NASA Investigates Navigation Tech Needed For Artemis Moon Mission
NASA and its partners are currently investigating the needs of the Artemis moon missions regarding communications and navigation. The space agency needs to define the navigation capabilities required to establish the first sustained human presence on the moon's surface. NASA's Cheryl Gramling, associate chief of technology in the Mission Engineering and Systems Analysis Division at Goddard Space Flight Center, says the Artemis missions are challenging NASA to apply creative navigation solutions and to choose combinations of capabilities for each mission.
Gramling says NASA has many navigation tools at its disposal and notes that Goddard has 15 years of experience navigating space exploration missions in lunar orbit. NASA has a collection of proven navigation capabilities and is investigating innovative navigation technology for the upcoming Artemis missions. Older navigation technologies that NASA will leverage for the missions include radiometrics, optometrics, and laser altimetry. Those three techniques have been used for space navigation since the first satellite was launched and are all capable of providing accurate and reliable measurements for the distance between the transmitter and the spacecraft receiver.
NASA will also rely on optical navigation using images from cameras on the spacecraft, including star-based optical navigation and Terrain Relative Navigation. These use camera images and computer processing to identify known stars and surface features and calculate the spacecraft's course based on the location of those features in reference models or images.

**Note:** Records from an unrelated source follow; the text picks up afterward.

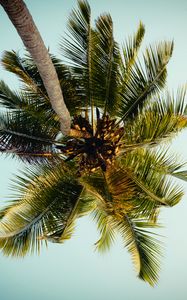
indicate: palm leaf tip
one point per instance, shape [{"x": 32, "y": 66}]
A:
[{"x": 41, "y": 212}]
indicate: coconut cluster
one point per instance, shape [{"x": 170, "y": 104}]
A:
[{"x": 93, "y": 149}]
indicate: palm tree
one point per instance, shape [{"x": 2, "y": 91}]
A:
[
  {"x": 26, "y": 28},
  {"x": 114, "y": 165}
]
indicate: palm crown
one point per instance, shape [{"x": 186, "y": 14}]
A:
[{"x": 110, "y": 165}]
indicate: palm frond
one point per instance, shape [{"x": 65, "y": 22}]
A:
[
  {"x": 157, "y": 121},
  {"x": 23, "y": 134},
  {"x": 105, "y": 226},
  {"x": 153, "y": 184},
  {"x": 130, "y": 51},
  {"x": 144, "y": 248},
  {"x": 45, "y": 200},
  {"x": 77, "y": 48},
  {"x": 105, "y": 69},
  {"x": 145, "y": 83}
]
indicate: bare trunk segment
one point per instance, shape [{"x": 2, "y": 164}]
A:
[{"x": 21, "y": 18}]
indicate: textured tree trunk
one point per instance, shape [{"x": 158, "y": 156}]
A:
[{"x": 26, "y": 28}]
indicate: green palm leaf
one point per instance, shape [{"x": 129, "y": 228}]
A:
[
  {"x": 158, "y": 121},
  {"x": 144, "y": 248},
  {"x": 105, "y": 69},
  {"x": 46, "y": 199},
  {"x": 130, "y": 51},
  {"x": 144, "y": 83}
]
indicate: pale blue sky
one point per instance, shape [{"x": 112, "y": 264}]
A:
[{"x": 73, "y": 270}]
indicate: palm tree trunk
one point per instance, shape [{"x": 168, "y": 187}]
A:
[{"x": 27, "y": 30}]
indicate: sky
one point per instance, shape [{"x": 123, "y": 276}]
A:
[{"x": 75, "y": 270}]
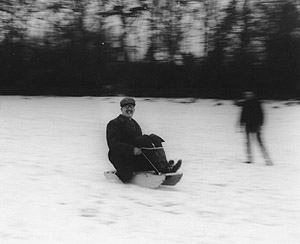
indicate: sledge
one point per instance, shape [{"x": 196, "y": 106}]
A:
[{"x": 149, "y": 179}]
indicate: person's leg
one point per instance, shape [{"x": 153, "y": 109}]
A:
[
  {"x": 124, "y": 169},
  {"x": 248, "y": 147},
  {"x": 263, "y": 148}
]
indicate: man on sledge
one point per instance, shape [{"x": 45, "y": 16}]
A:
[{"x": 130, "y": 151}]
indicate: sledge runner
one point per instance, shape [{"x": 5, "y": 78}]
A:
[
  {"x": 130, "y": 151},
  {"x": 251, "y": 120}
]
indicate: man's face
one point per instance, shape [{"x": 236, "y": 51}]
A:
[
  {"x": 128, "y": 110},
  {"x": 249, "y": 95}
]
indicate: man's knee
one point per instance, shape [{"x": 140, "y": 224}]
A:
[{"x": 156, "y": 140}]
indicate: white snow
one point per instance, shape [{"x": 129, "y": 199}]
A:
[{"x": 53, "y": 154}]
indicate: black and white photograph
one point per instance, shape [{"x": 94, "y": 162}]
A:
[{"x": 149, "y": 121}]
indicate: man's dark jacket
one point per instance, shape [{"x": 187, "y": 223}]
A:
[
  {"x": 252, "y": 115},
  {"x": 120, "y": 134}
]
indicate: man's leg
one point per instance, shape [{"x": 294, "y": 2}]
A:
[
  {"x": 124, "y": 169},
  {"x": 248, "y": 147},
  {"x": 263, "y": 148}
]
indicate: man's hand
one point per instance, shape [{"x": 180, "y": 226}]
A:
[{"x": 137, "y": 151}]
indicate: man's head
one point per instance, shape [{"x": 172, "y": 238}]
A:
[
  {"x": 249, "y": 94},
  {"x": 127, "y": 106}
]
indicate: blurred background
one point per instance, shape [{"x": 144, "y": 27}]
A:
[{"x": 166, "y": 48}]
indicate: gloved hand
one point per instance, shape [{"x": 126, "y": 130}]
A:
[{"x": 137, "y": 151}]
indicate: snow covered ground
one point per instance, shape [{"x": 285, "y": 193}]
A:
[{"x": 53, "y": 155}]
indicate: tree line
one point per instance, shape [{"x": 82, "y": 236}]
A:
[{"x": 208, "y": 48}]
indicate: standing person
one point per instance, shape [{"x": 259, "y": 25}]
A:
[
  {"x": 126, "y": 141},
  {"x": 251, "y": 120}
]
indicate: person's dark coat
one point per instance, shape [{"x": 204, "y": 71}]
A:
[
  {"x": 252, "y": 116},
  {"x": 121, "y": 133}
]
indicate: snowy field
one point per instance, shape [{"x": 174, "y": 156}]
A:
[{"x": 52, "y": 189}]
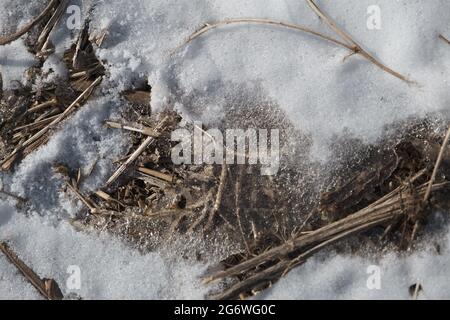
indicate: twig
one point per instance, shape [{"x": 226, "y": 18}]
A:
[
  {"x": 144, "y": 130},
  {"x": 219, "y": 196},
  {"x": 42, "y": 42},
  {"x": 354, "y": 46},
  {"x": 437, "y": 165},
  {"x": 7, "y": 39},
  {"x": 238, "y": 207},
  {"x": 156, "y": 174},
  {"x": 61, "y": 117},
  {"x": 379, "y": 213},
  {"x": 147, "y": 142},
  {"x": 12, "y": 195},
  {"x": 92, "y": 208},
  {"x": 444, "y": 39},
  {"x": 44, "y": 105},
  {"x": 210, "y": 26},
  {"x": 48, "y": 288}
]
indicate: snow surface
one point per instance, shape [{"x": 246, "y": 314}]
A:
[{"x": 227, "y": 68}]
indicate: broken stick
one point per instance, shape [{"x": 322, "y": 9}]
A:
[{"x": 46, "y": 287}]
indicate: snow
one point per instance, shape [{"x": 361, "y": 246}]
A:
[
  {"x": 228, "y": 68},
  {"x": 289, "y": 67},
  {"x": 109, "y": 269}
]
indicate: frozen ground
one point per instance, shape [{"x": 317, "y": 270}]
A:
[{"x": 227, "y": 68}]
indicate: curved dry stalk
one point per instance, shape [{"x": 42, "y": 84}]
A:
[
  {"x": 354, "y": 46},
  {"x": 210, "y": 26},
  {"x": 7, "y": 39}
]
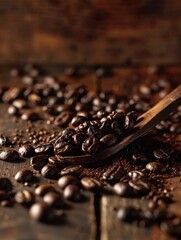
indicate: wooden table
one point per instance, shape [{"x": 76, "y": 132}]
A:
[{"x": 95, "y": 218}]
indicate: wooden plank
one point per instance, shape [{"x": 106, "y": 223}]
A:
[{"x": 90, "y": 32}]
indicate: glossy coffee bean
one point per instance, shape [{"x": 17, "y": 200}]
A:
[
  {"x": 26, "y": 150},
  {"x": 9, "y": 155},
  {"x": 90, "y": 144},
  {"x": 75, "y": 170},
  {"x": 42, "y": 189},
  {"x": 72, "y": 193},
  {"x": 39, "y": 161},
  {"x": 90, "y": 184},
  {"x": 25, "y": 197},
  {"x": 24, "y": 175},
  {"x": 64, "y": 181}
]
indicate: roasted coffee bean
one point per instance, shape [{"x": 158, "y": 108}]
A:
[
  {"x": 26, "y": 150},
  {"x": 172, "y": 226},
  {"x": 54, "y": 199},
  {"x": 91, "y": 184},
  {"x": 24, "y": 175},
  {"x": 44, "y": 149},
  {"x": 128, "y": 214},
  {"x": 123, "y": 189},
  {"x": 9, "y": 155},
  {"x": 72, "y": 193},
  {"x": 5, "y": 184},
  {"x": 50, "y": 171},
  {"x": 25, "y": 197},
  {"x": 42, "y": 189},
  {"x": 77, "y": 120},
  {"x": 139, "y": 158},
  {"x": 13, "y": 111},
  {"x": 4, "y": 140},
  {"x": 128, "y": 122},
  {"x": 39, "y": 161},
  {"x": 155, "y": 167},
  {"x": 78, "y": 138},
  {"x": 108, "y": 140},
  {"x": 117, "y": 128},
  {"x": 64, "y": 181},
  {"x": 30, "y": 116},
  {"x": 42, "y": 212},
  {"x": 90, "y": 144},
  {"x": 19, "y": 103},
  {"x": 141, "y": 187},
  {"x": 161, "y": 154},
  {"x": 135, "y": 175},
  {"x": 113, "y": 174},
  {"x": 64, "y": 118},
  {"x": 75, "y": 170}
]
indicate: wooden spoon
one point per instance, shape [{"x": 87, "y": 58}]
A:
[{"x": 144, "y": 124}]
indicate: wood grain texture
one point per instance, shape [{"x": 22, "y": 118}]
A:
[{"x": 90, "y": 32}]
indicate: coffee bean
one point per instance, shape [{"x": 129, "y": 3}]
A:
[
  {"x": 42, "y": 189},
  {"x": 24, "y": 175},
  {"x": 39, "y": 161},
  {"x": 123, "y": 189},
  {"x": 108, "y": 140},
  {"x": 42, "y": 212},
  {"x": 5, "y": 184},
  {"x": 44, "y": 149},
  {"x": 9, "y": 155},
  {"x": 91, "y": 184},
  {"x": 50, "y": 171},
  {"x": 139, "y": 158},
  {"x": 90, "y": 144},
  {"x": 155, "y": 167},
  {"x": 54, "y": 199},
  {"x": 75, "y": 170},
  {"x": 67, "y": 180},
  {"x": 161, "y": 154},
  {"x": 25, "y": 197},
  {"x": 113, "y": 174},
  {"x": 26, "y": 150},
  {"x": 4, "y": 140},
  {"x": 72, "y": 193}
]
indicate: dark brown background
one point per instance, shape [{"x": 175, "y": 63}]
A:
[{"x": 90, "y": 31}]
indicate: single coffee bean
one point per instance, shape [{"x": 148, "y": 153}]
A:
[
  {"x": 90, "y": 144},
  {"x": 4, "y": 140},
  {"x": 155, "y": 167},
  {"x": 26, "y": 150},
  {"x": 42, "y": 189},
  {"x": 123, "y": 189},
  {"x": 9, "y": 155},
  {"x": 24, "y": 175},
  {"x": 42, "y": 212},
  {"x": 139, "y": 158},
  {"x": 72, "y": 193},
  {"x": 25, "y": 197},
  {"x": 50, "y": 171},
  {"x": 113, "y": 174},
  {"x": 108, "y": 140},
  {"x": 91, "y": 184},
  {"x": 75, "y": 170},
  {"x": 161, "y": 154},
  {"x": 44, "y": 149},
  {"x": 67, "y": 180},
  {"x": 5, "y": 184},
  {"x": 54, "y": 199},
  {"x": 39, "y": 161}
]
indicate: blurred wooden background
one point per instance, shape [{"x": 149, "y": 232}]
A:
[{"x": 90, "y": 31}]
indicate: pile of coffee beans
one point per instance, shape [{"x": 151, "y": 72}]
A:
[{"x": 77, "y": 122}]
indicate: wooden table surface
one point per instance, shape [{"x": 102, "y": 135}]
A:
[{"x": 94, "y": 219}]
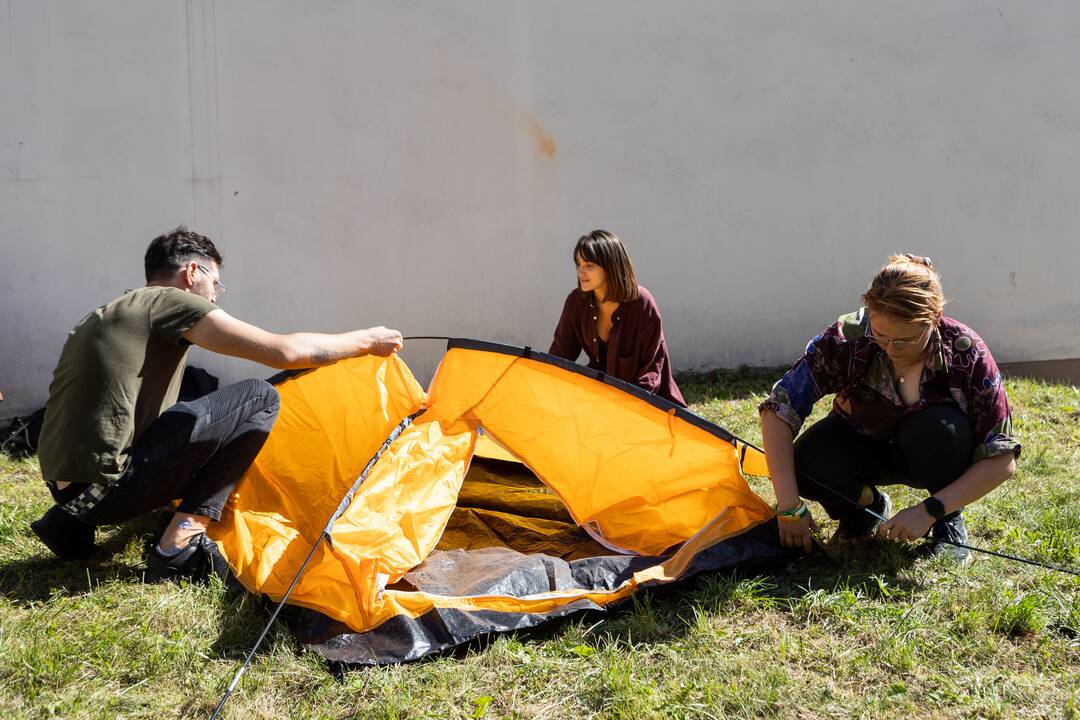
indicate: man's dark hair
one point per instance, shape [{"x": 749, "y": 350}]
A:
[{"x": 167, "y": 253}]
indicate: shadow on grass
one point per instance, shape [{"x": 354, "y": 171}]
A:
[
  {"x": 846, "y": 573},
  {"x": 42, "y": 576},
  {"x": 837, "y": 581},
  {"x": 728, "y": 384}
]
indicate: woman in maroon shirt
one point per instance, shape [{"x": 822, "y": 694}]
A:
[{"x": 615, "y": 320}]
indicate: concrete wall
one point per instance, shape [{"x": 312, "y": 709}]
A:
[{"x": 428, "y": 165}]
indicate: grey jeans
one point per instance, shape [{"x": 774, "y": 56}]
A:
[{"x": 196, "y": 451}]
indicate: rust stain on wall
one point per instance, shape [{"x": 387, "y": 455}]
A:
[{"x": 545, "y": 144}]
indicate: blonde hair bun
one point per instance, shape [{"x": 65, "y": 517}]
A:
[{"x": 907, "y": 288}]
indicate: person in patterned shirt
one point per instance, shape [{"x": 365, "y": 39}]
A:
[{"x": 918, "y": 402}]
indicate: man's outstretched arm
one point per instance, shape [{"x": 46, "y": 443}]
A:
[{"x": 220, "y": 333}]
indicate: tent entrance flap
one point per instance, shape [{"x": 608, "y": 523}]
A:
[{"x": 503, "y": 504}]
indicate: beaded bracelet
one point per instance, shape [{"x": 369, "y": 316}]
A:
[{"x": 793, "y": 515}]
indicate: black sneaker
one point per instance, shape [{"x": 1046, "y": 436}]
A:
[
  {"x": 946, "y": 531},
  {"x": 197, "y": 561},
  {"x": 66, "y": 535},
  {"x": 861, "y": 524}
]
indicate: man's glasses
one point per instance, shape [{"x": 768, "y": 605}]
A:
[
  {"x": 218, "y": 287},
  {"x": 900, "y": 343}
]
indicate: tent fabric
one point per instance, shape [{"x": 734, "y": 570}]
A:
[{"x": 596, "y": 490}]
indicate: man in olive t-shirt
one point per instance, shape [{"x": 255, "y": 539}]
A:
[{"x": 116, "y": 443}]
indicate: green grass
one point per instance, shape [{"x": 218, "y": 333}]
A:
[{"x": 877, "y": 630}]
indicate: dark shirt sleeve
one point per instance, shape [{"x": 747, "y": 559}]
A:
[
  {"x": 566, "y": 342},
  {"x": 823, "y": 369},
  {"x": 988, "y": 409},
  {"x": 650, "y": 347},
  {"x": 174, "y": 312}
]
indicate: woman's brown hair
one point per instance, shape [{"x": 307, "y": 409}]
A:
[
  {"x": 605, "y": 248},
  {"x": 907, "y": 288}
]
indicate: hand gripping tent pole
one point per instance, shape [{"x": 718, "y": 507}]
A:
[{"x": 325, "y": 534}]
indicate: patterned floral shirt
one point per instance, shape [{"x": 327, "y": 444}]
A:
[{"x": 842, "y": 360}]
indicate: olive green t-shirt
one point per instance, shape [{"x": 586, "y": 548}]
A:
[{"x": 120, "y": 368}]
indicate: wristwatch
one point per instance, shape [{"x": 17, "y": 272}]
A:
[{"x": 934, "y": 507}]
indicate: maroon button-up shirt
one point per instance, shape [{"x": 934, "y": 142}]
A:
[{"x": 636, "y": 349}]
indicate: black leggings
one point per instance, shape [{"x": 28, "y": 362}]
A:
[
  {"x": 196, "y": 451},
  {"x": 930, "y": 449}
]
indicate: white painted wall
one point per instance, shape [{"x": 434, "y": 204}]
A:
[{"x": 430, "y": 164}]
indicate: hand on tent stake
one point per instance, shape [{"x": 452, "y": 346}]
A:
[
  {"x": 799, "y": 533},
  {"x": 908, "y": 524}
]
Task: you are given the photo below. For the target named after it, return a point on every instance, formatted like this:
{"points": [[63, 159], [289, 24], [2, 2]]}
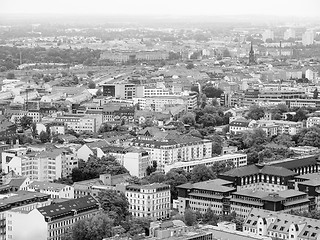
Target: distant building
{"points": [[151, 201], [49, 222]]}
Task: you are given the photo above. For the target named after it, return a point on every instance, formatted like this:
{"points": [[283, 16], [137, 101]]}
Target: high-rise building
{"points": [[289, 33], [308, 38]]}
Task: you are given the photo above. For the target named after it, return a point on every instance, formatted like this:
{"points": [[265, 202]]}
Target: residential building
{"points": [[259, 177], [22, 201], [281, 225], [152, 200], [201, 196], [308, 38], [243, 201], [49, 222], [175, 148], [238, 159], [94, 186], [55, 190], [135, 160]]}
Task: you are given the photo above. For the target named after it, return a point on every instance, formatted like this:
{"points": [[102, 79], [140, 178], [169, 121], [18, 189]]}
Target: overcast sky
{"points": [[163, 7]]}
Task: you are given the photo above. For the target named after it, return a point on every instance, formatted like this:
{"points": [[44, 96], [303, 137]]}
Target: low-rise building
{"points": [[55, 190], [238, 159], [152, 200], [280, 225], [201, 196], [49, 222]]}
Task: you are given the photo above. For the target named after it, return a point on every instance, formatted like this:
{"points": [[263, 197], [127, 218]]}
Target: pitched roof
{"points": [[256, 169], [69, 207], [47, 186]]}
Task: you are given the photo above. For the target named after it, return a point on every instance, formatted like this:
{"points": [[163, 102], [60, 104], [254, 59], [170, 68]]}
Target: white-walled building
{"points": [[238, 159], [55, 190], [151, 201], [49, 222]]}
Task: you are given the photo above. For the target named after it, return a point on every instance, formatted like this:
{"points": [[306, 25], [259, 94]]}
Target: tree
{"points": [[201, 173], [25, 122], [255, 112], [91, 85], [152, 168], [10, 75], [190, 217], [96, 227], [189, 119], [105, 127], [115, 204], [44, 137], [315, 93], [190, 66]]}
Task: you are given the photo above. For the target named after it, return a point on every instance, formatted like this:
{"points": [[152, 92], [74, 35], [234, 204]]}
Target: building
{"points": [[259, 177], [135, 160], [55, 190], [94, 186], [46, 165], [21, 201], [281, 225], [201, 196], [175, 148], [78, 123], [152, 200], [267, 34], [243, 201], [312, 121], [289, 34], [238, 159], [49, 222], [308, 38]]}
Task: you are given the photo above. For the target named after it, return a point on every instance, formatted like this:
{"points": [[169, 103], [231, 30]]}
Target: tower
{"points": [[252, 60]]}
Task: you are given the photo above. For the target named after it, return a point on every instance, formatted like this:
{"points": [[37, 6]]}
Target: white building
{"points": [[289, 33], [178, 148], [152, 200], [312, 121], [238, 159], [308, 38], [49, 222], [55, 190], [267, 34]]}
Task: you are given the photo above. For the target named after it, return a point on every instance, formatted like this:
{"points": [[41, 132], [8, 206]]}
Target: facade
{"points": [[238, 159], [178, 148], [281, 225], [42, 166], [18, 201], [312, 121], [55, 190], [243, 201], [201, 196], [135, 160], [152, 200], [259, 178], [78, 123], [50, 222]]}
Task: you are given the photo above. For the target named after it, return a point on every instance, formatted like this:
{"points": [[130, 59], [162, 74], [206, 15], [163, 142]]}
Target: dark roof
{"points": [[255, 169], [296, 162], [69, 207]]}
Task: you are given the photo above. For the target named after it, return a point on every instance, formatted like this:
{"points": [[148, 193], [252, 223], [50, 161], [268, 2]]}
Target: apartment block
{"points": [[152, 200], [49, 222]]}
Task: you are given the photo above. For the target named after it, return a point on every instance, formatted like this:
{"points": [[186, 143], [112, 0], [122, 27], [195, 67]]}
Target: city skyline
{"points": [[177, 8]]}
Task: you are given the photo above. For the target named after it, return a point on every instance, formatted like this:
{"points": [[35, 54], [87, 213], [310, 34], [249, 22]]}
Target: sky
{"points": [[301, 8]]}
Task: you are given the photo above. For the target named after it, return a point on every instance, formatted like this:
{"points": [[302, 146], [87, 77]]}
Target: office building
{"points": [[151, 201]]}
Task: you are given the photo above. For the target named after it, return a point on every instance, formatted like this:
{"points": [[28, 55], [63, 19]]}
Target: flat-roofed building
{"points": [[152, 200], [50, 222]]}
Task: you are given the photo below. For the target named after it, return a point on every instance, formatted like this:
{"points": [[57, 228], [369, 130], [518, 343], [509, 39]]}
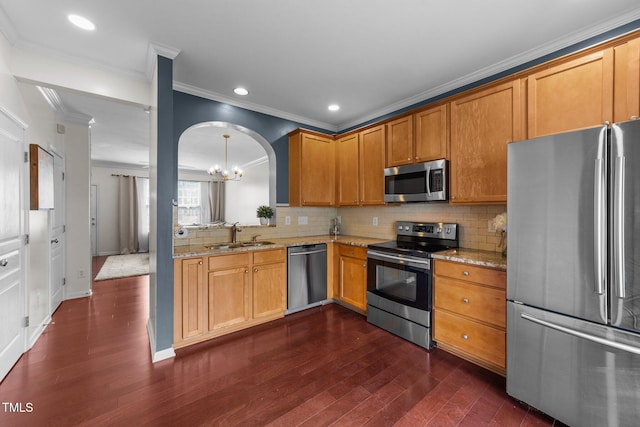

Other new technologies that NASA will rely on include weak-signal GPS and GNSS. NASA is currently developing these technologies that allow moon missions to leverage Global Navigation Satellite Systems. The same systems are currently used by many Earth-orbiting spacecraft and allow for improved timing, enhanced positioning accuracy, and assists autonomous navigation systems. NASA is working with a company called Firefly Aerospace on something called the Lunar GNSS Receiver Experiment. The mission will gather data to refine operational lunar GNSS for future missions. NASA will also leverage autonomous Navigation and LunaNet Navigation Services.